The yield on Spain’s 10-year benchmark bond surged 20 basis points to 5.95 percent today as Economy Minister Luis de Guindos declined to rule out a rescue for Spain and Bank of Spain Governor Miguel Angel Fernandez Ordonez said the nation’s lenders may need additional capital if the economy weakens more than expected.
Prime Minister Mariano Rajoy yesterday unexpectedly announced the 10 billion-euro package, less than two weeks after unveiling the most austere budget in more than three decades. Rajoy is targeting basic public services for the first time since his election in December in a bid to convince investors he can bring order to the nation’s finances.
“There are growing fears that the Spanish economy is caught in a pernicious circle,” Nicholas Spiro, managing director of Spiro Sovereign Strategy in London, said in an e-mailed response to questions. “The weakness of government finances, the fragility of banks and worries about the scale of the recession all feed on each other.”
Spain’s 10-year borrowing costs have jumped more than one percentage point since March 2, when Rajoy announced that Spain will miss its 2012 budget-deficit goal approved by the European Union. Spain overshot last year’s target and the nation is battling its second recession since 2009.
Euro-region finance ministers on March 12 settled on a shortfall goal of 5.3 percent of gross domestic product for Spain in 2012, leaving it unchanged at 3 percent for 2013.
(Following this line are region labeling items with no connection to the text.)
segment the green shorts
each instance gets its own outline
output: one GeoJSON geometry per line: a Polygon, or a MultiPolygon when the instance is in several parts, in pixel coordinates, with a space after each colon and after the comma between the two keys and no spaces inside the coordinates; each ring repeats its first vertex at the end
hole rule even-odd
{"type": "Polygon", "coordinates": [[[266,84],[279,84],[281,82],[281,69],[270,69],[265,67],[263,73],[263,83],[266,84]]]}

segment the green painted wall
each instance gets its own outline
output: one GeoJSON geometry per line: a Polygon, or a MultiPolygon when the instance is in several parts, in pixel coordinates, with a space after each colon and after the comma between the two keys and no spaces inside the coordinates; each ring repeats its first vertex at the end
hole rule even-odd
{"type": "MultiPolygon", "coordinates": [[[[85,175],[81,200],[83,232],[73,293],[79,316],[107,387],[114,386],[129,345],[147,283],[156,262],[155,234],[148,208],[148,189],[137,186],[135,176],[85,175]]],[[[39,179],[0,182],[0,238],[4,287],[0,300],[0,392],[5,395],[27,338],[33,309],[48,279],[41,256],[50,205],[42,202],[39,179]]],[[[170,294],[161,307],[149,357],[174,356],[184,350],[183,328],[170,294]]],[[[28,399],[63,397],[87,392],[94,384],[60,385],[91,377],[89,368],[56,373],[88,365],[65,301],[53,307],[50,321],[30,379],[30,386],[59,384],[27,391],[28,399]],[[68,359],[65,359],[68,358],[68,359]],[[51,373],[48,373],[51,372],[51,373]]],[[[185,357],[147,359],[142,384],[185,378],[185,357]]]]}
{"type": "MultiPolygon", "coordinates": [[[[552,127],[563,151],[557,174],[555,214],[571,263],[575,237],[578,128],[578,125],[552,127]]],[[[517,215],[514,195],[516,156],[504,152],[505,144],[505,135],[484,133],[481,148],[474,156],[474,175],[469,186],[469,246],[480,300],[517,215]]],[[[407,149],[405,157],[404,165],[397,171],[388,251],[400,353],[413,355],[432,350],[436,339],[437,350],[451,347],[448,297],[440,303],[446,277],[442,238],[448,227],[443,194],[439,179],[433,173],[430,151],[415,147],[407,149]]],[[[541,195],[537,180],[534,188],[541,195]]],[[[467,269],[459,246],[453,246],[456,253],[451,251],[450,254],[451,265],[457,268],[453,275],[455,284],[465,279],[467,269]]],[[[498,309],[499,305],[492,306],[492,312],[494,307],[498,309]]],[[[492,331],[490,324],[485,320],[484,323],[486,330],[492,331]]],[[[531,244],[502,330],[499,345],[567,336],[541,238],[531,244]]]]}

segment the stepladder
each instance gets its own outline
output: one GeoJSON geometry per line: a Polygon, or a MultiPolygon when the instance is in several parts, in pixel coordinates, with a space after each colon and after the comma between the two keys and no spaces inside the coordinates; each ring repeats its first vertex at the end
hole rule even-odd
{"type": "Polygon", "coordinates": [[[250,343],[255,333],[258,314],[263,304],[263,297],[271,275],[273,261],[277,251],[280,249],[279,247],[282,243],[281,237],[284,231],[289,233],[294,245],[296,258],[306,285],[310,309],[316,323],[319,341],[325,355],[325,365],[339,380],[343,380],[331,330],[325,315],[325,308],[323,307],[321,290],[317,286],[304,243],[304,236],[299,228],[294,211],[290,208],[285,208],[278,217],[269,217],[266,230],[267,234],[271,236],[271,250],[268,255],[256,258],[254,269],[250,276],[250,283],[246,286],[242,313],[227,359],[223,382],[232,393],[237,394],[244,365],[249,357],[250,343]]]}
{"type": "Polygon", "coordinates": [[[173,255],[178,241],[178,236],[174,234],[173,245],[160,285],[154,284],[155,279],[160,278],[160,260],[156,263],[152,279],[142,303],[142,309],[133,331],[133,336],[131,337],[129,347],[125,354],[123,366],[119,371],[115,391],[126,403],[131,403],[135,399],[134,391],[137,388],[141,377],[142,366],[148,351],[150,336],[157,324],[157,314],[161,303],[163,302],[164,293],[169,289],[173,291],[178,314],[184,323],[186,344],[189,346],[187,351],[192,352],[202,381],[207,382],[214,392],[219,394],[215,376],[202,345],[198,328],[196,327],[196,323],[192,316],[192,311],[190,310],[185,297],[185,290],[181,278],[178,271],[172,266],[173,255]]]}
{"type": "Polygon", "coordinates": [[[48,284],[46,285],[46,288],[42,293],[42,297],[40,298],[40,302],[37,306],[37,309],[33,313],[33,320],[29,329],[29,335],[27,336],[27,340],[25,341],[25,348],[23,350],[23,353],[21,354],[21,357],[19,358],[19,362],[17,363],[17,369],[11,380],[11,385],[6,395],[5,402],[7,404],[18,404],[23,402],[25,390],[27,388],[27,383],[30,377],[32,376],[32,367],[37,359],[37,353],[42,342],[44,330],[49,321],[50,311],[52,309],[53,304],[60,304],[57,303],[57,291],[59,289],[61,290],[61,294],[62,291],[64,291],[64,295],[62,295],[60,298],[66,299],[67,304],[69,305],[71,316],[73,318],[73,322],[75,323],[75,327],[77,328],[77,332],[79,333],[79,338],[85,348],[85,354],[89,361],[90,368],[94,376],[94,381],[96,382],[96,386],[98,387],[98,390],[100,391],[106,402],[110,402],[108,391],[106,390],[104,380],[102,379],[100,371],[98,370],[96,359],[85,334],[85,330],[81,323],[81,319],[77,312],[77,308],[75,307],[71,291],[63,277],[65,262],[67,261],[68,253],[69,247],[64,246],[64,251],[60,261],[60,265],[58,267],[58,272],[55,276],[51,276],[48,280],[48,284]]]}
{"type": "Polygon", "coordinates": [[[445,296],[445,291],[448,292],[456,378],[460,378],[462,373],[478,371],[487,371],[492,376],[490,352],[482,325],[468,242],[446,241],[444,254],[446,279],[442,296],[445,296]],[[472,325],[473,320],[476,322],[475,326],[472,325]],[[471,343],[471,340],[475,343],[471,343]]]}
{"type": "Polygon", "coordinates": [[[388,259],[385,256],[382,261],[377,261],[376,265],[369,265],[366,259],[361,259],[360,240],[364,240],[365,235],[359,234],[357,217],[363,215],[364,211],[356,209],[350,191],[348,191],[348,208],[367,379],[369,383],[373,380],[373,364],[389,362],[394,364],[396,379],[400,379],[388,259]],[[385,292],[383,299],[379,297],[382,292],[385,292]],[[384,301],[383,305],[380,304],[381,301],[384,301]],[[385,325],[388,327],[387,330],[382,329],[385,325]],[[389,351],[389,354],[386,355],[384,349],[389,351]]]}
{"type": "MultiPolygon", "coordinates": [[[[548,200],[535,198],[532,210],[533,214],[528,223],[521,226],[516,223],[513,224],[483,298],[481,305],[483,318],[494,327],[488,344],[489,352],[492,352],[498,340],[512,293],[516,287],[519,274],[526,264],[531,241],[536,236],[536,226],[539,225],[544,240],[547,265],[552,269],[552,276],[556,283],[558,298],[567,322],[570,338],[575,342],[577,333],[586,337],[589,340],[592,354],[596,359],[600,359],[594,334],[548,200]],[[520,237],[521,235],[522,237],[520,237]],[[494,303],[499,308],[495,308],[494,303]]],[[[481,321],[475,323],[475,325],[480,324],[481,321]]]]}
The 10 billion euros of savings announced yesterday will be implemented by the regional administrations, with the central government strengthening the legal framework to allow local authorities to make more cuts, two government officials, who declined to be named, told reporters today. Regional health chiefs will meet on April 18 to discuss measures, they said, without giving details of where savings will be made.
As regional governments struggle to rein in their deficits, Esperanza Aguirre, the president of Madrid, said regions should hand back responsibilities such as health and education. Giving up powers to the central government and passing other duties on to town halls could save 48 billion euros by reducing overlap, Aguirre, a member of Rajoy’s People’s Party, told reporters after meeting with the premier today.
Rajoy will spell out his planned reforms at a meeting of PP lawmakers tomorrow, an official in the government’s communications department, who asked not to be named in line with its policy, said in a phone interview yesterday.
The country is working on “ambitious” health reforms and has to put regional finances “in order,” Budget Minister Cristobal Montoro said in an interview on RNE radio today. He also said that increasing the value-added tax would be a “deep error” that would extend the recession and hurt consumption.
Spain doesn’t plan to seek aid for its banks from European rescue funds as European Central Bank lending has provided them with a “very considerable liquidity cushion,” Montoro said.
The ECB has lent banks in the euro region more than 1 trillion euros for three years since December, propping up demand for sovereign bonds. The ECB should be more aggressive by buying more public and private debt, Alfredo Saenz, chief executive officer of Banco Santander SA, said in Madrid today, calling for “stronger European quantitative easing.”
“As a result of Spain’s challenges, sentiment towards its sovereign bonds is now the bellwether for Europe’s debt crisis,” Mansoor Mohi-uddin, chief currency strategist at UBS AG, wrote in an e-mailed note on April 7. “If investor appetite wanes, then currency markets will start to price in either ECB rate cuts to help restore sentiment, or Madrid requires external assistance from its European Union partners.”